744 lärmbetroffene Deutsche respektive 210'841 lärmbetroffene Schweizer: Nord- und Südanflug auf den Flughafen Zürich. Bilder: Kallisto

Es war eine hochkarätige Runde, die sich auf Einladung des Bundesamtes für Zivilluftfahrt (Bazl) am 4. Mai 2006 im Sitzungsraum 2-118 des Zürcher Flughafens traf: Von den beiden Flugzeugbauern Airbus und Boeing über die Airline Swiss und den Airport-Betreiber Unique bis zur Luftraumbehörde Skyguide und zur europäischen Dachorganisation Eurocontrol sassen alle am Tisch. Das Thema: neue Anflugverfahren und die Reorganisation des Luftraumes. Das auf den ersten Blick technisch anmutende Dossier ist von höchster politischer Brisanz: Zürich könnte eine Pionierrolle bei der Einführung von «grünen» Anflugverfahren einnehmen, die Bewegung in die verfahrene Lärmdebatte und die deutsche Blockade um den für die Schweiz so wichtigen Flughafen bringen könnte.

Die neuen Anflugverfahren würden eine massive Reduktion des Lärms vor allem über deutschem Boden bringen. Der Bundesrat hätte damit endlich einen echten Trumpf im Kampf gegen die Flugsperre, die der grosse Nachbar für die Morgen- und Abendstunden verhängt hat. Seit Deutschland im Frühling 2003 den Luftraum über dem weitgehend unbewohnten Schwarzwald in den Randstunden dichtmachte, muss Zürich Kloten von Süden her über hügliges und dichtbesiedeltes Stadtgebiet angeflogen werden.
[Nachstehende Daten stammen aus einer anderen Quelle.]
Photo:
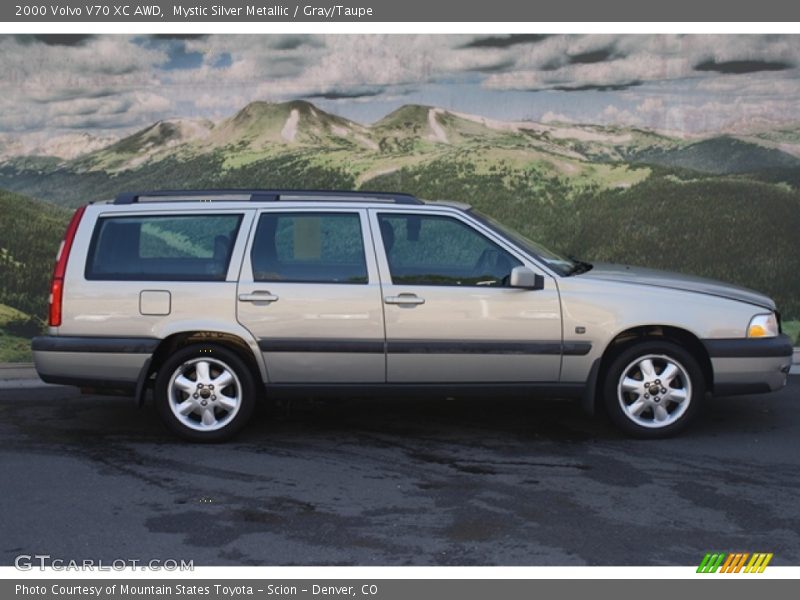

Nüchtern betrachtet ist das ein Unding: 210 841 vom Fluglärm erheblich betroffenen Schweizern stehen 744 betroffene Süddeutsche gegenüber. Doch jetzt, so schien es, hatte die Schweiz erstmals ein echtes Faustpfand in der Hand: eine bis zu fünfzig Prozent tiefere Lärmbelastung über dem Schwarzwald als Gegenleistung für die Aufhebung der deutschen Blockade.

Radikale Reorganisation des Luftraums

Im Hintergrund des Treffens steht eine komplette Reorganisation des europäischen Luftverkehrs, die bis 2020 abgeschlossen werden soll. Bis dahin will die Europäische Union mit dem Projekt SES (Single European Sky), dessen Beschlüsse auch für die Schweiz bindend sind, die Kapazität der Luftstrassen verdreifachen, die Flugnebenkosten halbieren und die Umweltbelastung um zehn Prozent verringern. Das ist nur möglich mit einer radikalen Neuaufteilung der Lufträume, die sich nicht mehr nach Landesgrenzen richtet, sondern nach optimalem Verkehrsfluss. Eine Steuerung des Flugbetriebes über ein zentrales Computersystem soll die Effizienzsteigerung ermöglichen. Der «grüne», satellitengestützte Anflug auf Flughäfen ist das Herzstück des Unterfangens. Hier haben die Experten das grösste Sparpotenzial ausgemacht: Veraltete Manöver führen zu nutzlosem Kerosinverbrauch und Lärm.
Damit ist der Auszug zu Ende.